How Does a Bridge Loan Work?

The funding for a bridge loan is different for every lender. Most lenders will look at a bridge loan a little more casually since it isn’t a long-term loan.

If it makes sense for your particular situation, a lender will use basic qualifications, the details regarding your new home, and your current home as the basis for their decision.

In the example above where you’re borrowing $30,000 to pay for your down payment, a lender will qualify you for that amount and then disperse the funds to you before your closing.

You and your lender will agree on a time for the loan to be due as well.

You may just want to borrow the money for a short timeframe — anywhere from six weeks to several months. This will allow you to close on both of your homes and give a buffer in case any problems arise at the closing.

If you take out a bridge loan for a longer term, such as 15 years or 30 years, you’ll essentially have two mortgages you’ll be making payments on.

The Pros of a Home Bridge Loan

There are many benefits to using a bridge loan. The biggest benefit is that a bridge loan allows you to buy your new home before your old one sells. You’ll be able to immediately use the equity in your current home.

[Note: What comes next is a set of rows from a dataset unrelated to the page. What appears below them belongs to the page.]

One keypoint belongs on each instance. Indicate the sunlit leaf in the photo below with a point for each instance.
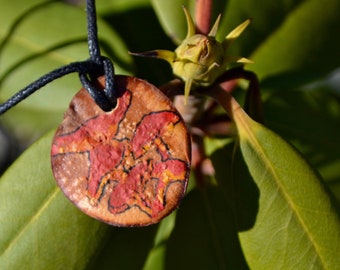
(39, 227)
(296, 218)
(205, 235)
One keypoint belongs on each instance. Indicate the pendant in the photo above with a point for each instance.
(126, 167)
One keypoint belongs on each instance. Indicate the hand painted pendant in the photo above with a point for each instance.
(126, 167)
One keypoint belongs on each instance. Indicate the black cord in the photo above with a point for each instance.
(88, 71)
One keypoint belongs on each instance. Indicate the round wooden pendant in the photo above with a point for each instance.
(126, 167)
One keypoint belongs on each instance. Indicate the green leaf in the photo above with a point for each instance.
(291, 42)
(302, 48)
(40, 38)
(205, 236)
(39, 227)
(171, 17)
(297, 227)
(286, 113)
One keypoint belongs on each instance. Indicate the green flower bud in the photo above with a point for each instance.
(200, 59)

Your bridge loan also may not require any monthly payments for the first couple of months. This break can float you through until your home is sold.

Another perk is that if you had a contingent offer on the home you’d like to purchase, you can remove the contingency. Your offer will be a lot more appealing to the sellers without any conditions in place regarding your existing home.

A bridge loan will also relieve some pressure off of you financially. If you’re waiting for your home to sell, you can buy yourself a little more time. Maybe you can also hold out for a higher-priced offer.

The Negatives of Using a Bridge Loan

As with any loans, there are always some drawbacks to think about.

With a bridge loan, you may be paying a higher interest rate than with a home equity loan. This can be anywhere from 0.5 to 1.0% higher than with a standard 30-year fixed mortgage.

If you don’t have credit that’s in good standing, you also may not qualify for a bridge loan or you may have a higher interest rate. You can always download a free copy of your credit report courtesy of the Federal Trade Commission.

You should always know where you’re at financially and the market in which you’re selling your home. If you’re having trouble financially or your home is in a tough seller’s market, you may want to consider other options.

Having two mortgages can also be pretty stressful for some people. You’ll have two mortgages accruing interest and two payments to be responsible for.

Applying for a Bridge Loan

When you’re applying for a bridge loan, there are a few noticeable differences than when you’re applying for a standard 15-year or 30-year fixed mortgage.

Because the underwriting is a little more flexible, your lender will have more relaxed requirements when it comes to your minimum FICO score.

They may also have looser debt-to-income guidelines because this isn’t a long-term loan where you’re financing the bulk of your home.

Residential bridge loan lenders will typically be a traditional bank or online lender.

Although the lending requirements may be looser, you’ll need to prove you can handle your current mortgage in addition to the bridge loan at least temporarily.

Costs and Fees

With any loans, there are standard costs and fees that you should keep in mind.

With your bridge loan, you can expect fees for administration, escrow, appraisal, your title policy, wiring, and the notary.

Details from Experienced Residential Bridge Loan Lenders

If you’re selling a home but are hoping to close on a new one before it sells, a bridge loan might be a great option for you.

You’ll be able to make an offer without a contingency, have funds for a down payment, and will give yourself some breathing room while you work through both of your closings.

Residential bridge loan lenders are also able to remove some constrictions on your loan as opposed to a home equity loan or a traditional 15-year or 30-year mortgage.